The problem is the manner in which the cuts this year were made.
That cut methodology brings us to the baroque world of something called sub-area equity, a political cosmology virtually unique to King County transportation policy.
Sub-area equity is a credo-like framework that underlies much of the direction given to Metro Transit managers by the King County Council. The mantras of sub-area equity are easy to incant, difficult to define, elusive to justify, and wrapped in long-running debates of transit and county politics. The rules result in Metro often structuring services not for a unified system benefiting King County as a whole, but as if the county were three distinct fiefdoms: the South County sub-area, the Eastside sub-area and the West sub-area, which includes Seattle, Shoreline, and Lake Forest Park.
In the County Council’s sub-area equity rulebook, any budget-related service contraction at Metro must be pro-rated in each of the sub-areas to the precise proportion of the trolley/bus running hours operated in each area.
The West, or Seattle, sub-area has the largest share of service hours (62 percent). Understandably, given Seattle’s density of residents and jobs, the West’s level of rider use is the highest of the three areas. Its routes therefore encompass a larger share of the riders than of the service hours.
Patron use in the West is markedly higher, in particular, than on the Eastside, which has the least transit-supportive land use, despite important growing transit markets oriented to downtown Bellevue, Redmond, and Kirkland — as well as commuter services to many areas of Seattle. The East has 17 percent of the service hours but less than 10 percent of the riders. The balance of the service hours (21 percent) are in South County; it falls midway between West and East in the intensity with which its services are actually patronized.
With its latest cuts, Metro managers followed the pro rata formula and therefore cut 31,000 service hours on 50 West sub-area routes; 10,500 hours on 34 South sub-area routes; and 8,500 hours on just 18 routes in the East sub-area.
Because patronage in the sub-areas is not distributed the same way as the service hours, whacking routes in the West did proportionally higher damage to West riders than to others.
Indeed, some routes that were untouched by the cuts and will still operate in the East, and to a lesser extent also in the South, have lower ridership than terminated routes in the West.
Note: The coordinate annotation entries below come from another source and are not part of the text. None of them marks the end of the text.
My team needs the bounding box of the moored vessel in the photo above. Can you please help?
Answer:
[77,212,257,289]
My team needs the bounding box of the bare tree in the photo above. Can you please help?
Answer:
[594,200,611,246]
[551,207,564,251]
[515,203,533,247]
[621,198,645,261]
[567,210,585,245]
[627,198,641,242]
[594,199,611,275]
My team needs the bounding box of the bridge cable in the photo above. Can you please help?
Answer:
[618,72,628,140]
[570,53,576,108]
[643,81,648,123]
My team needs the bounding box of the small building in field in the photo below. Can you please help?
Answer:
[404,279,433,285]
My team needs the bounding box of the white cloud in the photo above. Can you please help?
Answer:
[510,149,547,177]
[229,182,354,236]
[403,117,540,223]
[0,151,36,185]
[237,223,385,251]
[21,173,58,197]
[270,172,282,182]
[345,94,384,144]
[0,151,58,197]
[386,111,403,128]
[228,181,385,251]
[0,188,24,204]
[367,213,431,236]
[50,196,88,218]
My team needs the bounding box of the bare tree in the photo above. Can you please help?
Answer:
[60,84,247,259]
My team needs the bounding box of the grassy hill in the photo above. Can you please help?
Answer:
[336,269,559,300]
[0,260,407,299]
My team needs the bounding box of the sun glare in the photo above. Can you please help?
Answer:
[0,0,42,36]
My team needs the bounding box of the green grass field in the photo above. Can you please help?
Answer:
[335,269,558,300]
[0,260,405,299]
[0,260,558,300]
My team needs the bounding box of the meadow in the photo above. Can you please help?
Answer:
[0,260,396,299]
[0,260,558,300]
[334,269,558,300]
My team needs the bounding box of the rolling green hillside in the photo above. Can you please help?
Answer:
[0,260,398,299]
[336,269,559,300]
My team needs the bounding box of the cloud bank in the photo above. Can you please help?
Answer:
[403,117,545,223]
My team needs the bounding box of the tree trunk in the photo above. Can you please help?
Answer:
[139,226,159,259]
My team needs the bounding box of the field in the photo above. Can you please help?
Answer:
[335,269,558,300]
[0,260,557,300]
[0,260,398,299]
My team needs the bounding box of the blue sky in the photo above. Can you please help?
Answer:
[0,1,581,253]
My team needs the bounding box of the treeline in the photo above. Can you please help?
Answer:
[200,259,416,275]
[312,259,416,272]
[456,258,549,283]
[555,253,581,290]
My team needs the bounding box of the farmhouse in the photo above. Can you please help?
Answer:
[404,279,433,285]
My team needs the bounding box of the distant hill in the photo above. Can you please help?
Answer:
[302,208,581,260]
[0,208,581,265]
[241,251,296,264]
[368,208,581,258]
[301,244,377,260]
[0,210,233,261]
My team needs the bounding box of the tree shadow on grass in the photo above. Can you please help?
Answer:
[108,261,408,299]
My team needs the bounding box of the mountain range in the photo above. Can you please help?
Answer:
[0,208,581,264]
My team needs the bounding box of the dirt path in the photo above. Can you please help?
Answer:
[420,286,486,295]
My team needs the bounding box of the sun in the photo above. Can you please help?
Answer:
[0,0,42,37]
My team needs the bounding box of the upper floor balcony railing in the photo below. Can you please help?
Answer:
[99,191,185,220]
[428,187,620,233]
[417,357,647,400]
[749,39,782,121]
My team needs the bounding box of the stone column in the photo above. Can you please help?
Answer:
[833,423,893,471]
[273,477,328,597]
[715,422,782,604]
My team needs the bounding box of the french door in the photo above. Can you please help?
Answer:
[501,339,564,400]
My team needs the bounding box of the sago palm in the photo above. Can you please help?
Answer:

According to Metro statistics, three-quarters of the riders who suffered moderate or greater impacts to the convenience of their transit use from the 2010 cuts were in the West, including Seattle. The Eastside cuts were to routes so lightly used that, of all the riders with significant loss to their transit convenience, only 5 percent were Eastside riders.
Rules of the game that generate such outcomes aren’t very attractive now, when we should be stretching the value of the taxpayers’ dollars. (Over 70 percent of Metro’s operating costs are drawn from sales-tax revenues.) Indeed, by preserving bus routes with lower ridership over those that are more fully used, Metro is heading toward an even greater per-rider cost.